Gujral also highlighted the DSI funding as creating a pathway for researchers to focus on their work over a sustained period without distraction.

“The DSI provided three-year funding, which meant that I have not had to apply for the funding every year and could just focus on my research and outcomes,” he said.

“The DSI funding created the bandwidth to do exactly that.”

Using childhood asthma as a proxy due to its widespread impact on the population, the research team relied on publicly available datasets from the U.S. Centers for Disease Control and Prevention from 2013-2019, as well as independently obtained EV sales data

“Employing linear mixed models from data science, we were able to find the associations between the sales of EVs and the cases of asthma due to traffic-related air pollution,” explained Gujral.

The research team found that for every 1,000 new gas-powered vehicles sold, there was one new case of childhood asthma. The team also found that replacing approximately 21 per cent of these sales with electric vehicles appeared to be sufficient to halt rising asthma rates caused by new vehicle sales. However, this number varied depending on the state and various factors — such as population density and the number of existing gas-powered vehicles on the road.

For instance, in some states, replacing just seven per cent of gas car sales with electric vehicles might be enough to halt rising asthma rates caused by new vehicle sales. But in other states, 42 per cent of new car sales had to be electric vehicles in order to have any impact.

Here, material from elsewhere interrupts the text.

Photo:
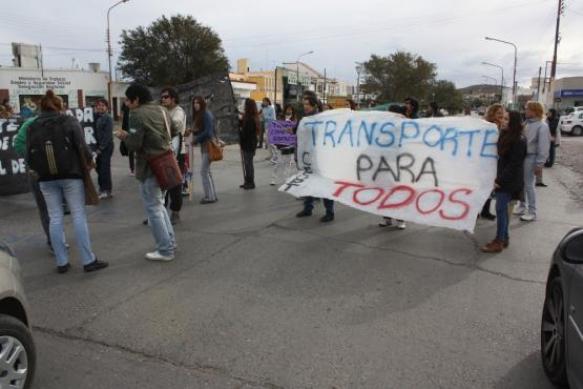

“A fundamental finding of this research is that the health impacts of EVs will only manifest when EVs replace existing non-EV vehicles,” said Gujral. “If one simply adds more EVs on the road, it might not result in same health benefits.”

The research team’s findings indicate there’s already a measurable public health benefit being seen in the U.S. from the increase of electric vehicles on the road.

“A 36-77 per cent fleet share of electric vehicles should minimize the asthma burden due to reducing the amount of nitrogen dioxide emitted from gas-powered automobiles, but this doesn’t eliminate all the pollutants that are produced by EVs,” said Gujral.

“Next we want to go to the level of ZIP code to understand this problem a bit more and, at the same time, look further at the socioeconomic implication as low-income communities are the ones who are the most disproportionately impacted by traffic-related air pollution.”